Kim sounds more than just a little annoyed that he doesn't get to write more or have more involvement in Soundgarden songs, but he does keep the creative juices flowing with guest appearances on other people's albums.

"I help out friends, I play on their recordings, like with The Presidents of the United States of America," he explains. "And there's this band Pigeonhead, which is Steve Fisk and Sean Smith, they're on SubPop, and I've played on both their records.

"It's primarily a studio thing, I don't really do the writing for those bands - although actually that's not true, I co-wrote one of the songs on the new Pigeonhead album," he says, interrupting himself. "But usually I just go into the studio and help them out, just come up with some parts or do a guitar solo."

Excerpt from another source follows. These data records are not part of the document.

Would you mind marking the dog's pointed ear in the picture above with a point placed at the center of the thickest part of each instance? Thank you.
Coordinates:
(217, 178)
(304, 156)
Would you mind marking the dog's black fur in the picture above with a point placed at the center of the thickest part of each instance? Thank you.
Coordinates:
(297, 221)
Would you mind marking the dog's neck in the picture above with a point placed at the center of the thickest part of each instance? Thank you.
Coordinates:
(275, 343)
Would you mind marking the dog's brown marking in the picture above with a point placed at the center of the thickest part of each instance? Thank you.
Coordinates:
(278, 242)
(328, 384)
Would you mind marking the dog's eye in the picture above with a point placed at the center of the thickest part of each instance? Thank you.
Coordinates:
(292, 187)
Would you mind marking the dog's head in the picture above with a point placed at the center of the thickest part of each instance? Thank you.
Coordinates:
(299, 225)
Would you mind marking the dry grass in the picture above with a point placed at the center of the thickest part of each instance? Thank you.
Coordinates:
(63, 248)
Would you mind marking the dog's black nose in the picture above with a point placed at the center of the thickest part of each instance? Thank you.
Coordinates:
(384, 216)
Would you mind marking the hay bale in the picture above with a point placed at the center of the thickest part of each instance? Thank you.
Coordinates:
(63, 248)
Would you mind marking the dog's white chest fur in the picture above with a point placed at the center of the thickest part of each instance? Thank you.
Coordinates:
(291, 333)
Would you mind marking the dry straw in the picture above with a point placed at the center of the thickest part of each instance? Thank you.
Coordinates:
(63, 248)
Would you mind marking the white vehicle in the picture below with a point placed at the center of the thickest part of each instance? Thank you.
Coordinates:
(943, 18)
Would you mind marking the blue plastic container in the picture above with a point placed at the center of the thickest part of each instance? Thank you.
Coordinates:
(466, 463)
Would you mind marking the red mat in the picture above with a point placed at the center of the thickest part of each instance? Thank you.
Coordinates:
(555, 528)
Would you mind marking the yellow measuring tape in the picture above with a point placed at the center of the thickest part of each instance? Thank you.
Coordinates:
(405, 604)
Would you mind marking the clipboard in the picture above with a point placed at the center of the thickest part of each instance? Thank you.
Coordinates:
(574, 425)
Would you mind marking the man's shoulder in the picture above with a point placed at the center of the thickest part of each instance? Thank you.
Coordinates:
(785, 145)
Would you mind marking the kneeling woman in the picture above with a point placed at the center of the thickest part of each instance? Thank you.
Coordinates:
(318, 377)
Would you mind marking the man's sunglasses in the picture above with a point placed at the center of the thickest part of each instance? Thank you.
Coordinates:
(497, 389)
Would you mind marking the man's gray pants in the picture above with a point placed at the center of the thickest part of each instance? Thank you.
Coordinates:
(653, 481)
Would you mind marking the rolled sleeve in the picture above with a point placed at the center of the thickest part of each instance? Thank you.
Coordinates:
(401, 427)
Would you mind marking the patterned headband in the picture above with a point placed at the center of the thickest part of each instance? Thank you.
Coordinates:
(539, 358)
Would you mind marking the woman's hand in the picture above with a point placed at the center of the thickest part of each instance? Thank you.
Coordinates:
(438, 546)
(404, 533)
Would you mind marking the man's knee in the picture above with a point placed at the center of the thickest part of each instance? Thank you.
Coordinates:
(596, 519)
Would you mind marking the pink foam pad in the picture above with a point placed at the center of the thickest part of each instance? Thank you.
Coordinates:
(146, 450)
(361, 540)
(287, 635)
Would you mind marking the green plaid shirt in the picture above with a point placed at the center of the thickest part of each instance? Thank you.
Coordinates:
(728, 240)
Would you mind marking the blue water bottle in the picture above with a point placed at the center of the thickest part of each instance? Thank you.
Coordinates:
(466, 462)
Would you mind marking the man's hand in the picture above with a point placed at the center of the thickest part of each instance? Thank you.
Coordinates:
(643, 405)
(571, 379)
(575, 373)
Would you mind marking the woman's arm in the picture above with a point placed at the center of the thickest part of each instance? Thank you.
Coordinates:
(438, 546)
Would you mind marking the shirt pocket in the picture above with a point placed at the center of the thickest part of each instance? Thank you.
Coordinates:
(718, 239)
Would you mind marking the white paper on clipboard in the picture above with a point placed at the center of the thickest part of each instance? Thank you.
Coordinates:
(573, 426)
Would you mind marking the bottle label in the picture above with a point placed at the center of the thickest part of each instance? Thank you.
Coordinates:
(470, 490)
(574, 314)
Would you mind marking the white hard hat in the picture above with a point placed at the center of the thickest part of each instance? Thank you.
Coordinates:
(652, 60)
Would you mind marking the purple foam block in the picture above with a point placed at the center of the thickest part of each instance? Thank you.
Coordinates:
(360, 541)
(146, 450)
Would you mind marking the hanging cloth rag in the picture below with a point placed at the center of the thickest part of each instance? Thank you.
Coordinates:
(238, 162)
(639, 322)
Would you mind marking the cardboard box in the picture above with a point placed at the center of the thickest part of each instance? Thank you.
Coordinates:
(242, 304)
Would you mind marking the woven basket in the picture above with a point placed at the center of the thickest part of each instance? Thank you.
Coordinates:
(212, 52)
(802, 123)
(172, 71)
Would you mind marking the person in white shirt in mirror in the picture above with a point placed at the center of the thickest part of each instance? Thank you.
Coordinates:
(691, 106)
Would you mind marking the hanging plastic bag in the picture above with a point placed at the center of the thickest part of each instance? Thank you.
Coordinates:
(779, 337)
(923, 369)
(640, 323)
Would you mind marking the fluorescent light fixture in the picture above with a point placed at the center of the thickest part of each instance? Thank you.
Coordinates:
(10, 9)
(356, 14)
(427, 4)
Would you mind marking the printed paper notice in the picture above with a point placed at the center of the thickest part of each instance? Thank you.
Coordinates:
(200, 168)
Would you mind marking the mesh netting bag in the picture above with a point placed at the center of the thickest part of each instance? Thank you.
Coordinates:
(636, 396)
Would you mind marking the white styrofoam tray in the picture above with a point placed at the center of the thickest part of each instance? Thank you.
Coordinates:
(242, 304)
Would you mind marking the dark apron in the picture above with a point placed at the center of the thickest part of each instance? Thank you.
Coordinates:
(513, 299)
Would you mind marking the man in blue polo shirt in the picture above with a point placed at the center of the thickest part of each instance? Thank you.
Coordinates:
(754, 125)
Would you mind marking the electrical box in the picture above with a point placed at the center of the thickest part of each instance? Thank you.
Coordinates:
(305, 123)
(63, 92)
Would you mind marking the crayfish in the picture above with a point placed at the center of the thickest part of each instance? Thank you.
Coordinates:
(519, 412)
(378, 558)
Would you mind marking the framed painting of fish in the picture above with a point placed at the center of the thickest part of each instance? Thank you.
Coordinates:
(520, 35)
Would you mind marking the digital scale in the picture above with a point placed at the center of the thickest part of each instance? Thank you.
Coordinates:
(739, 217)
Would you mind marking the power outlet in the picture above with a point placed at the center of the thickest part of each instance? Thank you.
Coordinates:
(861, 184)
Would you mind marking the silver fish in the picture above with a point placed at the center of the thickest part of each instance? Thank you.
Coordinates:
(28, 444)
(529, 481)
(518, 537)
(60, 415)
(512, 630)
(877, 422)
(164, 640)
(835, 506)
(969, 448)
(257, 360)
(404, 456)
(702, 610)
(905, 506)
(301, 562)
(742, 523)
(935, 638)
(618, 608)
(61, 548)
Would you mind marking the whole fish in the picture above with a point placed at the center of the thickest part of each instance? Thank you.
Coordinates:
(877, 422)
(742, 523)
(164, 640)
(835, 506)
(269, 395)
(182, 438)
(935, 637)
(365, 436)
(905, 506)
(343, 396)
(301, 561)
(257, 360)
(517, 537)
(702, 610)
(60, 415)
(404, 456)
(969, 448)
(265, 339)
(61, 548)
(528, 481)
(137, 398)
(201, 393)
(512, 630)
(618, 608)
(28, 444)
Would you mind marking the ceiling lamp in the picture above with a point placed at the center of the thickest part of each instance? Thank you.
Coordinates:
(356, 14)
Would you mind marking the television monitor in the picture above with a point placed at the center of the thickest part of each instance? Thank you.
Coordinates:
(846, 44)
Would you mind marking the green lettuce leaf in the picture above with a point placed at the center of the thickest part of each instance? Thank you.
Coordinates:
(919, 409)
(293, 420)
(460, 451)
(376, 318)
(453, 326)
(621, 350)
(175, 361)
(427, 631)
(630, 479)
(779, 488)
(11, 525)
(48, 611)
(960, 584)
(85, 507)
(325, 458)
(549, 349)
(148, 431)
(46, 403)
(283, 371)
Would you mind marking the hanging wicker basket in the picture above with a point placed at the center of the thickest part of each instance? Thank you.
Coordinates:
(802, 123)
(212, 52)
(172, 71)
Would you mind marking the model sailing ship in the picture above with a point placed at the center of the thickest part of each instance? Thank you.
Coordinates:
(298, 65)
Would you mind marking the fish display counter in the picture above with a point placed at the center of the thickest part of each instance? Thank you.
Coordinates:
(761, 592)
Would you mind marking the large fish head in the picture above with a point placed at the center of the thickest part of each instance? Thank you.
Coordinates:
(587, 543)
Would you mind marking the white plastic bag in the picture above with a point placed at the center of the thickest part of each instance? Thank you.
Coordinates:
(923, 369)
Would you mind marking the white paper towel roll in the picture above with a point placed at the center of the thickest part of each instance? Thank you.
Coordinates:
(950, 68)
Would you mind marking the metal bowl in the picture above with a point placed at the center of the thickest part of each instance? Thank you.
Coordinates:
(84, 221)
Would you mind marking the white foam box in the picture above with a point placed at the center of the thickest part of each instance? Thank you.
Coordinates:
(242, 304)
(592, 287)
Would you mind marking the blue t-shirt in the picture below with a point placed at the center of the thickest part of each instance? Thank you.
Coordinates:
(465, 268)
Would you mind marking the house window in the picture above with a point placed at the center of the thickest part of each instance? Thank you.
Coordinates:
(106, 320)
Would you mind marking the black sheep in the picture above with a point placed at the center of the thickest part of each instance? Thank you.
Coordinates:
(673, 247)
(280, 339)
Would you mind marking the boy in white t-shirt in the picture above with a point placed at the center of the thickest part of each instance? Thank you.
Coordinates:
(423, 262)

He and the bands seem to manage to avoid the political angle some bands embrace, like their mates in Pearl Jam, who tired to take on the ticketing system in America as well as being heavily involved in Rock for Choice with L7 and the campaign to get young people to vote at the last presidential election. Of course no-one seemed to care much at the recent election at the end of last year, as people began to realise the scary similarities in opposing parties' platforms. It was the lowest vote turn-out in history that returned Bill Clinton to the White House, but denied him power in Congress. Does Kim care that Clinton squeezed in for another term?

"Yeah and no," he says with a sigh. "I didn't vote for him , but I didn't vote for the other guy you were thinking of either," he adds hastily. "Whatever. It's just more of the status quo thing I suppose. Really, you can spend all your time registering people, but that's not going to get them to got and vote..."

He trails off, disillusioned, then his mind drifts back to the Nashville hotel room, and the thought of several more months on the road. Soundgarden aren't exactly sure what they'll be doing after Australia. There's plenty of places they should go to play, or they could head back to the Northwest heartland and get creative.

"We haven't played South East Asia yet, except for Japan, and we haven't played Africa," Kim says. "But I'm not really excited about going there - I've done plenty of travelling of my own. And we haven't decided yet if we want to do another US tour yet or not. We might end up doing that."

The other option is to start work on the next album, their seventh. It doesn't feel like much time has passed since Down On The Upside came out, but already the band is itching to get back to the creative process.

"None of us have written any songs for the next album yet,' Kim admits. "But we usually write at home, not on the road, so we'll need to stop touring and go home and start writing."

And this time, the hirsute guitarist assures, he'll be writing more than just one song. Until then, he's got a lot of rocking to do, particularly on the festival stages of Australia. But before he gets too excited about that, I bid Kim farewell so he can jump in the shower and try to wake up before he has to face any more of the day. The road, as is often said, is the hardest place to be.